Guide for running a distributed production database?

To put it briefly, has anyone had success running the community version in production at scale? If so, do they know of a guide that describes how to do so?

We have been running in distributed mode and I’ve read through the official documentation like this guide: https://orientdb.com/docs/2.2.x/Distributed-Configuration.html, but we keep running into different stability issues. Usually shutting down the entire cluster and starting one node at a time will fix it, but that still means the system is down for up to an hour. We’re running the docker image 2.2.37 with 3 nodes and the database is about 18 gb. We primary use the rest api.

Here are some issues we’ve been unable to solve:

  • If a node is starting up, then a 2nd is in backup mode, and the 3rd doesn’t have a quorum for writes. So if any node has issues, the entire database is effectively down.
  • If a node goes down once it’s been added to the cluster, it will usually not come back up without restarting the whole cluster.
  • One node (that we don’t write to) keeps getting corrupted in a way that it cannot rejoin. We have to restore from another node or a backup.
  • Crashes and memory errors sometimes corrupt the database and it needs to be exported and imported to recover (especially in our standalone testing databases).

Hi, can you share your server’s config and memory settings? Which version of orientdb are you using?

I’m using the the official docker image for 2.2.37. I haven’t changed any of the configs, but these are the environment variables for memory:

ORIENTDB_OPTS_MEMORY="-Xms512m -Xmx512m"
JAVA_OPTS_SCRIPT="-Djna.nosys=true -XX:+HeapDumpOnOutOfMemoryError -XX:MaxDirectMemorySize=1024M -Djava.awt.headless=true -Dfile.encoding=UTF8 -Drhino.opt.level=9"

The containers have 1536 mb of ram allocated and stay under 1300 mb used.
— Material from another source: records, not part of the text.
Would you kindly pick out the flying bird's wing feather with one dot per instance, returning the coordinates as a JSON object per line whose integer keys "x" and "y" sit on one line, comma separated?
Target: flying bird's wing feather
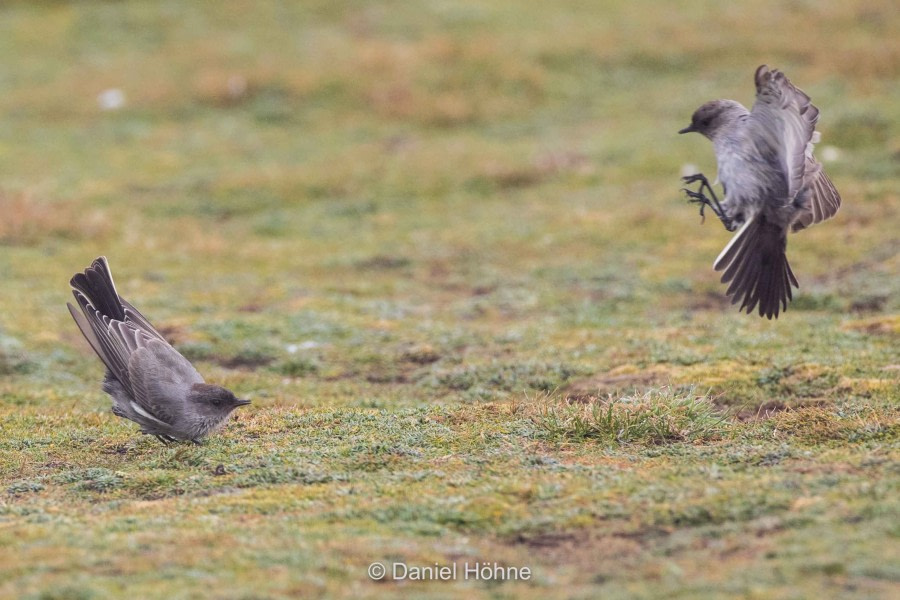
{"x": 824, "y": 200}
{"x": 785, "y": 118}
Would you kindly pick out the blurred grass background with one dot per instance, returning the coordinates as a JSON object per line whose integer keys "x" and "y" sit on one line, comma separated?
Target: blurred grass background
{"x": 410, "y": 231}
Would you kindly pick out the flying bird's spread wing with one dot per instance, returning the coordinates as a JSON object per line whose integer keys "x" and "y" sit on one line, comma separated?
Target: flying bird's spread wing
{"x": 785, "y": 119}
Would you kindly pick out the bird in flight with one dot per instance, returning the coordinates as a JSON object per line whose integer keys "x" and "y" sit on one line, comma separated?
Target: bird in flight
{"x": 772, "y": 185}
{"x": 149, "y": 381}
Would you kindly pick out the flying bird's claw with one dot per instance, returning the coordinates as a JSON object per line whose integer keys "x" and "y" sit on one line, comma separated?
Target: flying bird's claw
{"x": 694, "y": 178}
{"x": 698, "y": 198}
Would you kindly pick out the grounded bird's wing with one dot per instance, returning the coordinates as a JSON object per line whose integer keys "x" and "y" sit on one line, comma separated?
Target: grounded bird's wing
{"x": 785, "y": 118}
{"x": 134, "y": 317}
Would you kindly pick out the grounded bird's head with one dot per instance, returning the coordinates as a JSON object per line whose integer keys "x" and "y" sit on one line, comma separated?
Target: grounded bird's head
{"x": 710, "y": 118}
{"x": 212, "y": 401}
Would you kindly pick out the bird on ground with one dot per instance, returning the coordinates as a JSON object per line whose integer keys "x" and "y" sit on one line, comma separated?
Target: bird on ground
{"x": 149, "y": 381}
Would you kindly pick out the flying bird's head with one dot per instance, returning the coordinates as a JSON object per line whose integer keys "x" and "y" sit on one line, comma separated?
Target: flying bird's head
{"x": 712, "y": 117}
{"x": 212, "y": 402}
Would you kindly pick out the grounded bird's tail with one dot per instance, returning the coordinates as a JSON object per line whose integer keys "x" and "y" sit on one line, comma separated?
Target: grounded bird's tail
{"x": 755, "y": 263}
{"x": 97, "y": 287}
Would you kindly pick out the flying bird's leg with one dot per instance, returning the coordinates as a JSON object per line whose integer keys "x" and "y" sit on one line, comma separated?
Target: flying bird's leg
{"x": 700, "y": 198}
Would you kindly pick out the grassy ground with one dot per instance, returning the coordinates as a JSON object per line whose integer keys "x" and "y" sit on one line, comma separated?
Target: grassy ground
{"x": 442, "y": 247}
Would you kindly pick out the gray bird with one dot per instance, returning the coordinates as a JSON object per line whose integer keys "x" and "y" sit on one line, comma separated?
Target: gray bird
{"x": 149, "y": 381}
{"x": 772, "y": 185}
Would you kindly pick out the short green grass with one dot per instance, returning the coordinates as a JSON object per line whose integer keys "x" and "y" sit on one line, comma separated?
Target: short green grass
{"x": 442, "y": 247}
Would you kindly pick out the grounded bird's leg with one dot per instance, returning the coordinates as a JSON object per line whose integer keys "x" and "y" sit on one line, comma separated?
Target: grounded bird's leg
{"x": 700, "y": 198}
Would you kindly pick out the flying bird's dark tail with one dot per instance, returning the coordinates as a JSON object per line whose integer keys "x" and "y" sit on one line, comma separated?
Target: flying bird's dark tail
{"x": 755, "y": 263}
{"x": 97, "y": 287}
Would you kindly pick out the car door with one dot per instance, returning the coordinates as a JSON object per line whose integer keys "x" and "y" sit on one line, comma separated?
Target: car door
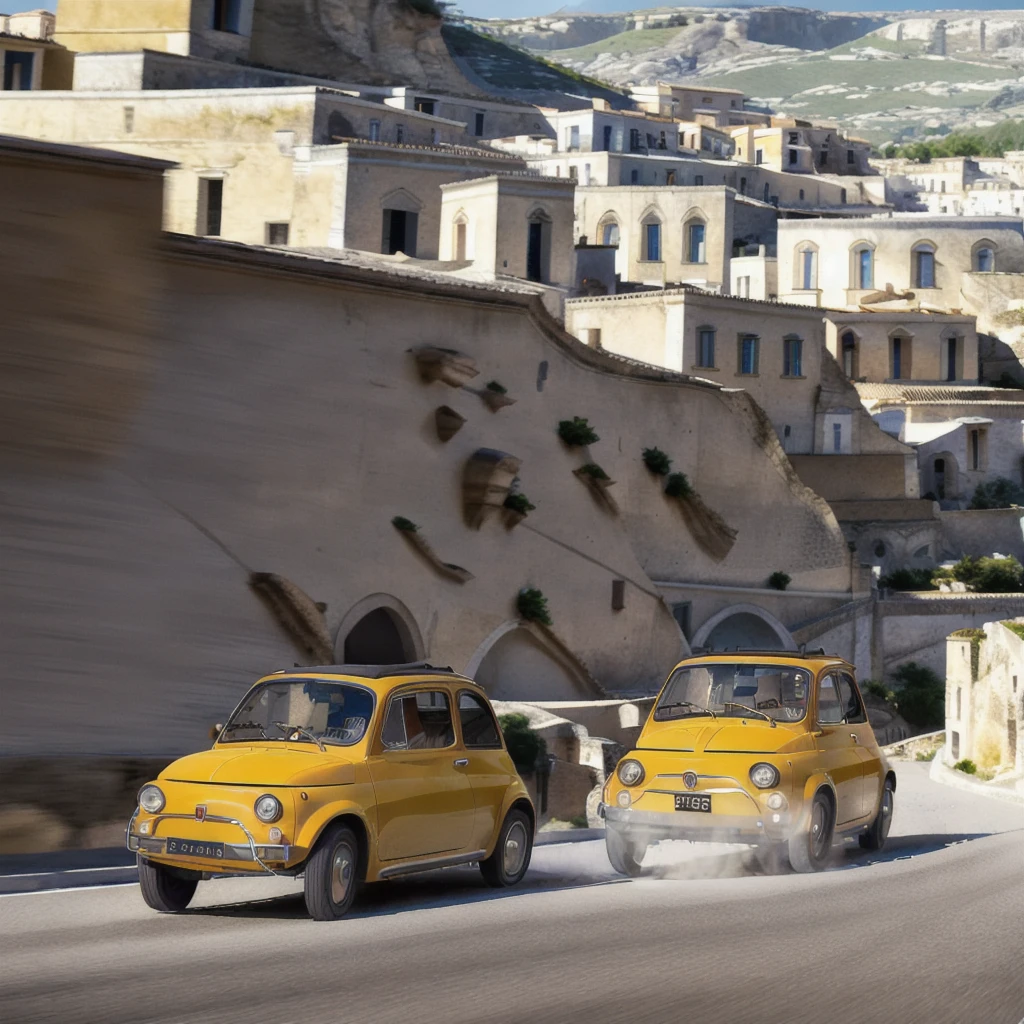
{"x": 840, "y": 751}
{"x": 424, "y": 799}
{"x": 488, "y": 769}
{"x": 867, "y": 748}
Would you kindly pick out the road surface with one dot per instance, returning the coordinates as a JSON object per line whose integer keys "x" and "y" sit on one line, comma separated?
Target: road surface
{"x": 932, "y": 931}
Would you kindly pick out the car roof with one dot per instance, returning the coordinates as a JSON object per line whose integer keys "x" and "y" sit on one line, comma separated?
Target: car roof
{"x": 382, "y": 674}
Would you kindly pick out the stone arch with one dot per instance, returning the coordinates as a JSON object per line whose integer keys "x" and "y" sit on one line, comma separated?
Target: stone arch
{"x": 517, "y": 662}
{"x": 379, "y": 630}
{"x": 728, "y": 627}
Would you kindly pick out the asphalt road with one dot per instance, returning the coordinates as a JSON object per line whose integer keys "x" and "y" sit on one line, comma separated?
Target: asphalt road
{"x": 931, "y": 931}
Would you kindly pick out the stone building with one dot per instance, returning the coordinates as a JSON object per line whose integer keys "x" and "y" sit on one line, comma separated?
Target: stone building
{"x": 985, "y": 696}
Startup has these log messages for memory:

2019-06-17 17:53:36:044 INFO cgroup soft memory limit is 1610612736 B/1536 MB/1 GB [ONative]
2019-06-17 17:53:36:045 INFO cgroup hard memory limit is 1610612736 B/1536 MB/1 GB [ONative]
2019-06-17 17:53:36:045 INFO Detected memory limit for current process is 1610612736 B/1536 MB/1 GB [ONative]
2019-06-17 17:53:36:047 INFO OrientDB auto-config DISKCACHE=529MB (heap=494MB direct=1,024MB os=1,536MB) [OMemoryAndLocalPaginatedEnginesInitializer]